Taylor-Joy doesn’t fit the type, yet most of us are still in agreement she does just because she works in “dark” movies? Well actually, as I said at the start, horror has had a resurgence. I believe it has not just returned but entered a new era where our fears and its relation to film are evolving, and perhaps with that so is the scream queen.
Taylor-Joy is leading this generation of mainstream, female-lead horror films and so when we consider female roles in that genre I would suggest that there is a new form of scream queen. A post-scream queen? A neo scream queen? The technical mumbo-jumbo is likely for us all to decide as a culture (or just someone more important than me to really label it), but I’d like you to consider such an idea simply because it has the potential to steer the entire direction of our horror forever.
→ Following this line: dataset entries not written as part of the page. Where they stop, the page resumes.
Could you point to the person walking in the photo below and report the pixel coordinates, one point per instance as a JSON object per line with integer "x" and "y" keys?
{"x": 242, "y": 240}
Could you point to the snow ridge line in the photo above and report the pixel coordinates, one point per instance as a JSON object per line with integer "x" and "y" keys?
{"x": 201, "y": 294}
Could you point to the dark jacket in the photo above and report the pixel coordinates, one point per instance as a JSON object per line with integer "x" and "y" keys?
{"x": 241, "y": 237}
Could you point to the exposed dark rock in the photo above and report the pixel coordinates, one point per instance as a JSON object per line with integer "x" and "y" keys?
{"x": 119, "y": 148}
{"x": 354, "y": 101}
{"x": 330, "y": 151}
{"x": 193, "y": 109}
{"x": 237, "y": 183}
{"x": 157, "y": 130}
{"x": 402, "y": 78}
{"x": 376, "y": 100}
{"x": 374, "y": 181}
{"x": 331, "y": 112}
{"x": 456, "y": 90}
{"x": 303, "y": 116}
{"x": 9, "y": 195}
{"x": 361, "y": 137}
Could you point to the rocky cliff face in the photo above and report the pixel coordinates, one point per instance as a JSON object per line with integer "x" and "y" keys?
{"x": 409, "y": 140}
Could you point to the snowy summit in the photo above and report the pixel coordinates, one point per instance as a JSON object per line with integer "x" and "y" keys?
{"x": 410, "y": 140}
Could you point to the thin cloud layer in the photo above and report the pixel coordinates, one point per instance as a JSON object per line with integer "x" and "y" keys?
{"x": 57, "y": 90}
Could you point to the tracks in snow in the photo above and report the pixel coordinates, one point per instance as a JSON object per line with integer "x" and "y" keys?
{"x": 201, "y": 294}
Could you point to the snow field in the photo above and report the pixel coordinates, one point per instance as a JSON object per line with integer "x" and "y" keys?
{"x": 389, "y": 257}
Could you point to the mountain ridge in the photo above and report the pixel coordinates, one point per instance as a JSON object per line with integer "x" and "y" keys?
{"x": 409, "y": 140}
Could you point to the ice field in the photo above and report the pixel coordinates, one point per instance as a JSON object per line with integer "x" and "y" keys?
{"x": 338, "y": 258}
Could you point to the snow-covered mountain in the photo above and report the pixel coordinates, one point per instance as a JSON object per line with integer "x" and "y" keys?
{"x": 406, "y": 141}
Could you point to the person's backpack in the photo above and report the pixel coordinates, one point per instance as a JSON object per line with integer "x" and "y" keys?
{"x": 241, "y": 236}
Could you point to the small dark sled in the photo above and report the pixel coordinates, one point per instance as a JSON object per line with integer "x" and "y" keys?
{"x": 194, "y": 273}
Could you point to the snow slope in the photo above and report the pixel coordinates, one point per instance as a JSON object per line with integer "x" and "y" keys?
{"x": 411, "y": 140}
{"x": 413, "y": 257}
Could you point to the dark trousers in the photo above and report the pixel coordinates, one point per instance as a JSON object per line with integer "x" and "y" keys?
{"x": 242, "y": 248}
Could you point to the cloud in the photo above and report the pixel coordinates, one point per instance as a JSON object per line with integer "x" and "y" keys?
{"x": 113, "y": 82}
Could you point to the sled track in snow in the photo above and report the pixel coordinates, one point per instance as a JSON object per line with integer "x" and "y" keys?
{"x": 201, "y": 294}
Co-founder of the independent B-movie production company Troma Entertainment, Lloyd Kaufman, once said that in order to be a scream queen “you not only have to be attractive, but you also have to have a big brain. You have to be frightened, you have to be sad, you have to be romantic” and this doesn’t really apply to Taylor-Joy’s filmography (at least not as a consistent character type). The ‘new scream queen’ Taylor-Joy represents can range from a protagonist who grows through their horror to defeat their abuse (Split) or a 1630s daughter haunted by witchcraft (The Witch) or an ordinary girl with murderous thoughts of her step-father (Thoroughbreds) or a terrifying genetically-engineered being (Morgan) and so on. This new era of scream queens no longer only produces the feminine screams and seductiveness of horror, but also develops or challenges them too. To sound even more pretentiously unpoetic: The modern scream queen is now more about being the queen of the horror than she is being the scream.
Or maybe I’m completely wrong. But there is undoubtedly a thread in this actress’s career, a popular one at that, and Wright’s Last Night in Soho truly has the ability to steer what we take away from it all. With his reputation and craftsmanship, Edgar Wright’s latest venture will undeniably be one of the turning points in this perspective and so far there is little information to go on as to the direction of that. Maybe it will define Anya-Taylor Joy’s role as the modern scream queen, or maybe it will dispel the idea all together, or maybe it will encourage the contemporary blend between the psychological-thriller and horror genres, or maybe it won’t do any of that. The real conclusion here is that just as the horror genre is not a one-note tune, neither are the modern roles of women in that genre. Whether they’re a “scream queen” or not, we’re seeing women taking on stronger and more thoroughly crafted roles in Hollywood horror, and not just with Taylor-Joy. For example, last year we saw the return of iconic scream queen Jamie Lee Curtis supporting a more hardened exterior and familial development in David Gordon Green’s Halloween, or even the year before that we saw Jessica Rothe in Landon’s Happy Death Day pushing back for her character’s own survival and is now leading it into a whole franchise. I’m obviously only touching the surface, women in horror is a gigantic and wonderfully complex topic, but if you’re going to take away anything from this ramble consider this: Next time you’re seated at the theatre, ready for horror’s next female lead bloody bonanza, maybe give a little extra thought into what it’s doing for the representation and roles for women. Good or bad, things are changing in horror and so it’s time we all gave it the right attention.
Also, probably go see Last Night in Soho when it comes out because that will most likely be horrifically amazeballs.